If she had been the most accomplished of coquettes, she could not have chosen a method more calculating to awaken his interest than by avoiding him.

"She does not care for me as much as I thought," he told himself; and, man-like, he felt a trifle piqued.

He had fancied that all he would have to do would be to ask her, and she would come straight to his arms.

This was, indeed, a new phase of her character. Yet he could not help but admire her maidenly modesty.

He would give her her own time to think over the proposition that he had laid before her. He would not seek her, would not intrude upon her. He looked at her more during that day than he had during all the time she had been under his roof.

He had not known before that she was so beautiful, so sweet, so womanly.

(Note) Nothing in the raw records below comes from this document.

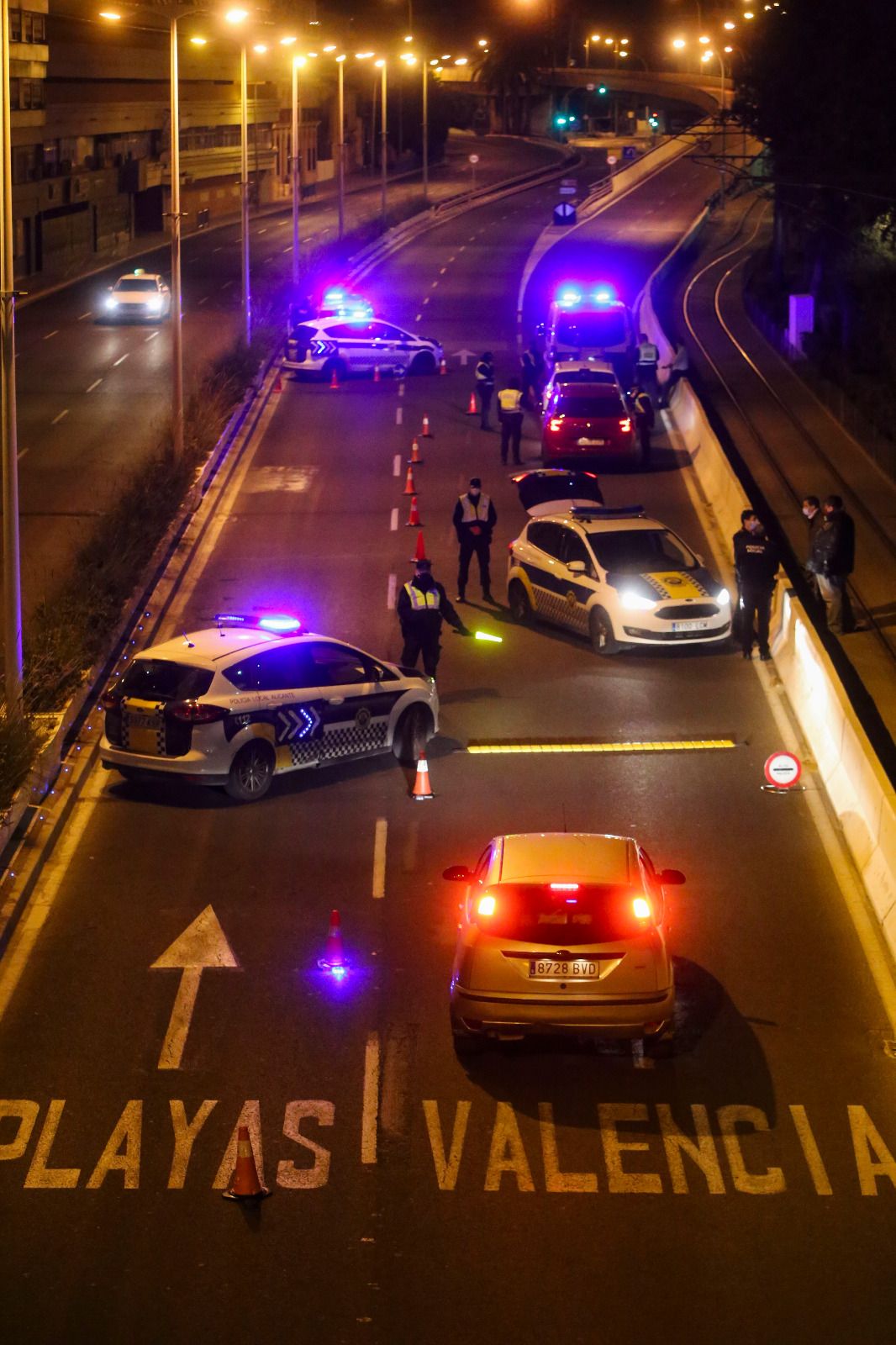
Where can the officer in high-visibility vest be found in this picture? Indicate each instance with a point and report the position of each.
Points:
(474, 524)
(423, 604)
(510, 414)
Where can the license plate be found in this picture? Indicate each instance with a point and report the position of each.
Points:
(546, 968)
(143, 721)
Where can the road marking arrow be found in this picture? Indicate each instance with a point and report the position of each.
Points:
(202, 945)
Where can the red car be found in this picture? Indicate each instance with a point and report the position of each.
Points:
(587, 421)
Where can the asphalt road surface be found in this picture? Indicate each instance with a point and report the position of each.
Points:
(741, 1190)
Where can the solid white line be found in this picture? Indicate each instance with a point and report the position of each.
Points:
(380, 851)
(370, 1106)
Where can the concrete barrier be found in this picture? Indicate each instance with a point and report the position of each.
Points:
(856, 783)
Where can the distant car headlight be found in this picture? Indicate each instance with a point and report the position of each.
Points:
(635, 603)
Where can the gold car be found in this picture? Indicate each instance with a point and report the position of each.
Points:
(562, 932)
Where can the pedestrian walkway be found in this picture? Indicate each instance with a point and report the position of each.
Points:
(788, 440)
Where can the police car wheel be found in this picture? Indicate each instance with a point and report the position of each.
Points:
(423, 363)
(519, 604)
(602, 632)
(412, 735)
(250, 773)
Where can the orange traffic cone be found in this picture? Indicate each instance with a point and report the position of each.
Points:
(420, 551)
(244, 1184)
(423, 789)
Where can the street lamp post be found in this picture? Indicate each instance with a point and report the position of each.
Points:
(11, 562)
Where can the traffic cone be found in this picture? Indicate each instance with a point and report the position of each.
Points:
(420, 551)
(244, 1184)
(423, 789)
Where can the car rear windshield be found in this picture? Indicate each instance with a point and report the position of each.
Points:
(599, 401)
(593, 330)
(640, 551)
(541, 916)
(161, 679)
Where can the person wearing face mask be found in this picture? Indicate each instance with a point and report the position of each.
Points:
(474, 524)
(755, 567)
(423, 605)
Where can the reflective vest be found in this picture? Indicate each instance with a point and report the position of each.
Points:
(477, 513)
(420, 602)
(509, 400)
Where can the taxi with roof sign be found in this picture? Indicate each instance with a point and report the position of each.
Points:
(562, 932)
(616, 576)
(253, 697)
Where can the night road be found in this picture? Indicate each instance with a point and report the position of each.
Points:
(741, 1192)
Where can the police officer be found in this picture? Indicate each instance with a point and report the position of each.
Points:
(510, 414)
(485, 387)
(755, 567)
(423, 604)
(646, 362)
(474, 524)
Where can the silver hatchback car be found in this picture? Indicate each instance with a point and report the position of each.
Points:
(562, 932)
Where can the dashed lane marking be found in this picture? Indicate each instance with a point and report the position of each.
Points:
(381, 831)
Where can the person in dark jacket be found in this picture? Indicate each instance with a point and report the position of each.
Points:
(423, 605)
(831, 562)
(474, 524)
(755, 565)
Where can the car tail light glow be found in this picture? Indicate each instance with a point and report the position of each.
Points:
(195, 712)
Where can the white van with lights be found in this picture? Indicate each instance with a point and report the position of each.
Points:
(586, 323)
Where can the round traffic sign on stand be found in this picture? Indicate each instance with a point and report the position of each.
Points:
(782, 771)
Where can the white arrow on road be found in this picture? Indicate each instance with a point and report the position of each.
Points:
(465, 356)
(202, 945)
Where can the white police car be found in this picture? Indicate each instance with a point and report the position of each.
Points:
(139, 296)
(616, 576)
(356, 345)
(250, 699)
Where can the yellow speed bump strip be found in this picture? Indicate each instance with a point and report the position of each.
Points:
(672, 746)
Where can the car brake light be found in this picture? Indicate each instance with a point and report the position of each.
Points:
(195, 712)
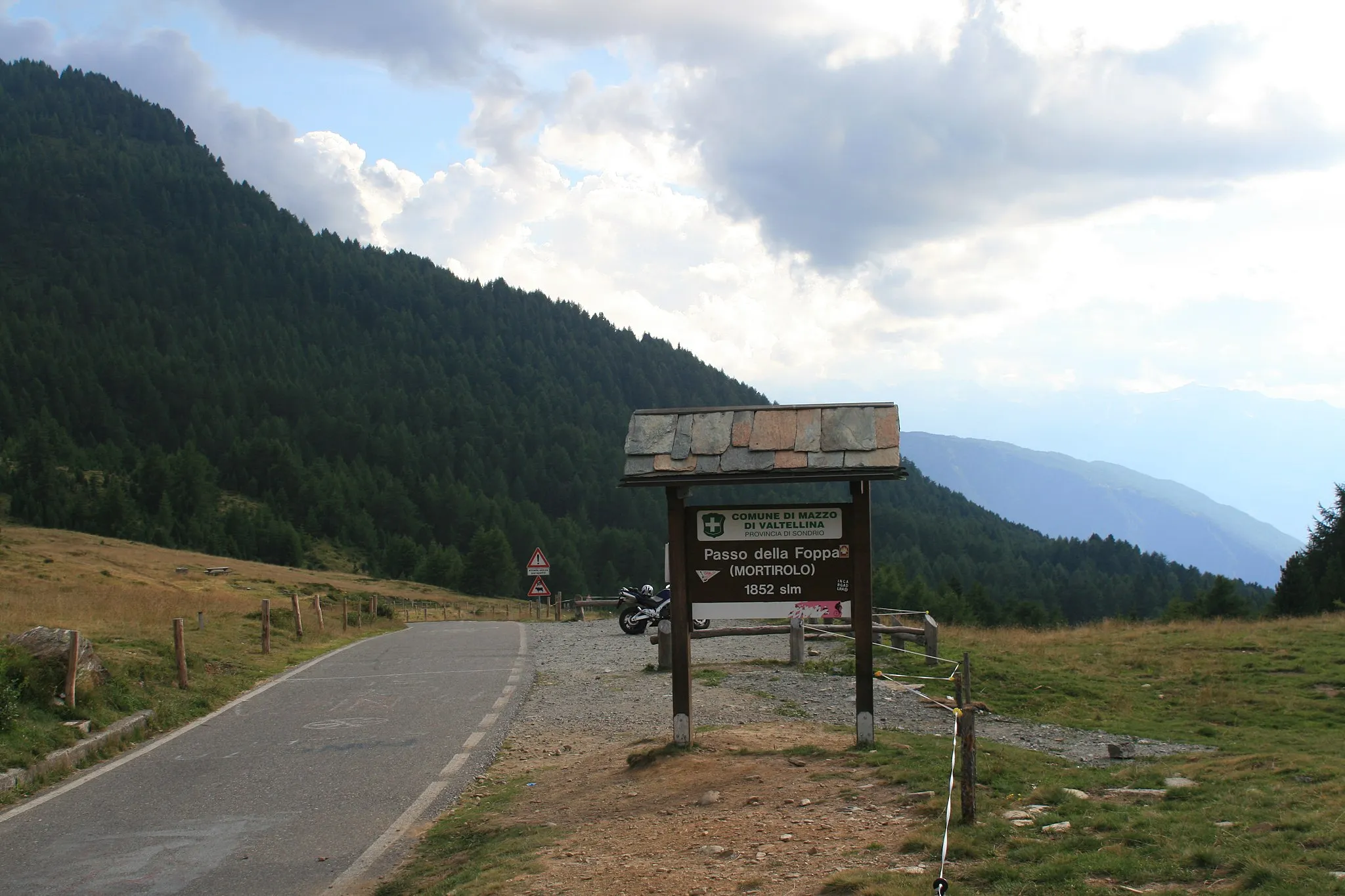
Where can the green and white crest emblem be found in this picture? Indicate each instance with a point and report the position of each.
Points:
(712, 524)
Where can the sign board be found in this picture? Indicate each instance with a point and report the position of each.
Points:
(539, 565)
(770, 562)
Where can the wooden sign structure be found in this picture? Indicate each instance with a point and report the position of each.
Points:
(739, 561)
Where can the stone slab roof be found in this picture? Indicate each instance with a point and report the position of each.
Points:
(764, 444)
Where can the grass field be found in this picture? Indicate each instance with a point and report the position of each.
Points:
(1266, 815)
(1268, 812)
(124, 595)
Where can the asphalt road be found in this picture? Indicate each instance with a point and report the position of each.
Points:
(303, 786)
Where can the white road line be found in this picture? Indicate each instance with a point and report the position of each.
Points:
(376, 851)
(455, 763)
(169, 738)
(393, 675)
(389, 836)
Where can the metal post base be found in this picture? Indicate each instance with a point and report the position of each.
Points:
(864, 729)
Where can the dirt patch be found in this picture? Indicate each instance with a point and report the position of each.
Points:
(751, 809)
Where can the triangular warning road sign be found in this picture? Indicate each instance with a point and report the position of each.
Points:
(539, 565)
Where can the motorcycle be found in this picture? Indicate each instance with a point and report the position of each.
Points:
(640, 608)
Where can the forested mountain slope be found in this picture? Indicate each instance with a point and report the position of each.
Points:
(183, 363)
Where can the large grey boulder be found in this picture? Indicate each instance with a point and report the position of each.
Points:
(54, 645)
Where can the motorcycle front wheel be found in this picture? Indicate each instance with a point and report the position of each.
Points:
(630, 625)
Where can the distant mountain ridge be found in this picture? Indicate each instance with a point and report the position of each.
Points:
(1063, 496)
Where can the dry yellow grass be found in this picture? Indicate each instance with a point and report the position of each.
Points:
(125, 589)
(123, 597)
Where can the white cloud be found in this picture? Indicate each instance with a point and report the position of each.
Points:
(805, 199)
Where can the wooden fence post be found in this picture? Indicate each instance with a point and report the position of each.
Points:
(969, 743)
(299, 620)
(72, 670)
(179, 648)
(265, 625)
(665, 645)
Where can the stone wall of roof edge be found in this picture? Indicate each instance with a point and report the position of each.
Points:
(757, 408)
(774, 476)
(774, 430)
(887, 429)
(712, 433)
(880, 457)
(743, 459)
(682, 437)
(807, 436)
(650, 435)
(848, 429)
(741, 435)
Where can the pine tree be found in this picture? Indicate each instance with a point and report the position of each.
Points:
(490, 568)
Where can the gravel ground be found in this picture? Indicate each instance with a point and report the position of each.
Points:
(591, 677)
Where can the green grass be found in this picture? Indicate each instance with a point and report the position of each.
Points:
(711, 677)
(222, 661)
(1256, 691)
(468, 853)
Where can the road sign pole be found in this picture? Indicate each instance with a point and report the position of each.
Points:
(681, 618)
(861, 610)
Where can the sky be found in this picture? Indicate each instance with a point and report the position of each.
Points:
(1048, 222)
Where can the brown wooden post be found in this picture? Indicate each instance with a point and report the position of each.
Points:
(862, 610)
(681, 647)
(72, 670)
(265, 625)
(931, 641)
(179, 648)
(969, 743)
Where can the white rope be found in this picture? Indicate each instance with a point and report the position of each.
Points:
(888, 647)
(940, 885)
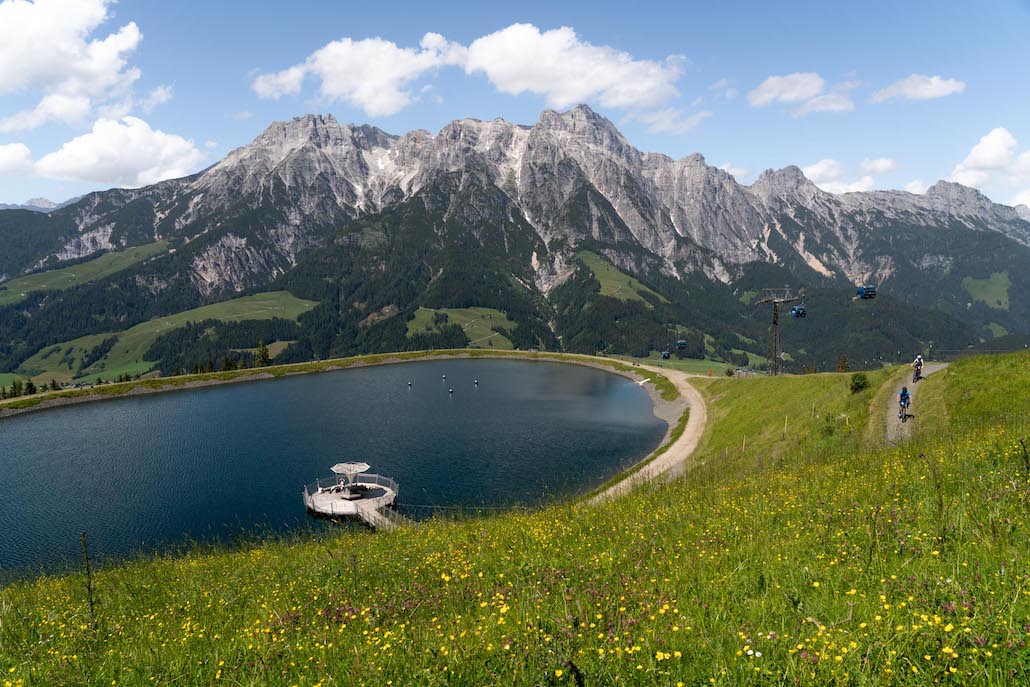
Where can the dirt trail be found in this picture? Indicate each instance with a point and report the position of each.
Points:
(896, 430)
(677, 453)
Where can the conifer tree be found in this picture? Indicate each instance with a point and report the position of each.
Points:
(262, 359)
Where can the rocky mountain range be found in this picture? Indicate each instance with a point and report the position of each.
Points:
(533, 197)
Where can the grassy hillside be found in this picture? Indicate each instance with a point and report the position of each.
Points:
(614, 282)
(126, 349)
(55, 280)
(830, 562)
(993, 292)
(477, 323)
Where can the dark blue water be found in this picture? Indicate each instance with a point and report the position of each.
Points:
(143, 474)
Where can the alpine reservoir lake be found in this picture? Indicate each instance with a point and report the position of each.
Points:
(147, 473)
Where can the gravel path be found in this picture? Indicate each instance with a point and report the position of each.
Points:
(677, 453)
(896, 430)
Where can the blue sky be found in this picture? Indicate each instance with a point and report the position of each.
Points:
(869, 95)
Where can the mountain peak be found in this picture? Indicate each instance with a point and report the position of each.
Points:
(955, 192)
(781, 181)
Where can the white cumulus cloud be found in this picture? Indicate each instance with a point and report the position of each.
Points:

How careless he had been in letting her go about by herself, a prey for such rascals as Arthur Hollis!

Once he surprised her in the grounds. He had come up to her very quietly.

"Ida," he said, "have you forgotten that you have not so far answered the question I asked of you two weeks ago on the porch? Tell me, when am I to claim my wife?"

His wife! Great Heaven! Had she been mad, dreaming? What had she been doing? What had she done?

His wife! She was Royal Ainsley's wife, and she could not belong to any other man. She looked at him with the pallor of despair in her face, the shadow of death in her eyes.

What had she been doing to think of love in connection with Eugene Mallard, when she was bound by the heaviest of chains? The shock was terrible to her in those few minutes, and the wonder is that it did not kill her.

"I must have your answer here and now," Eugene said, a trifle impatiently.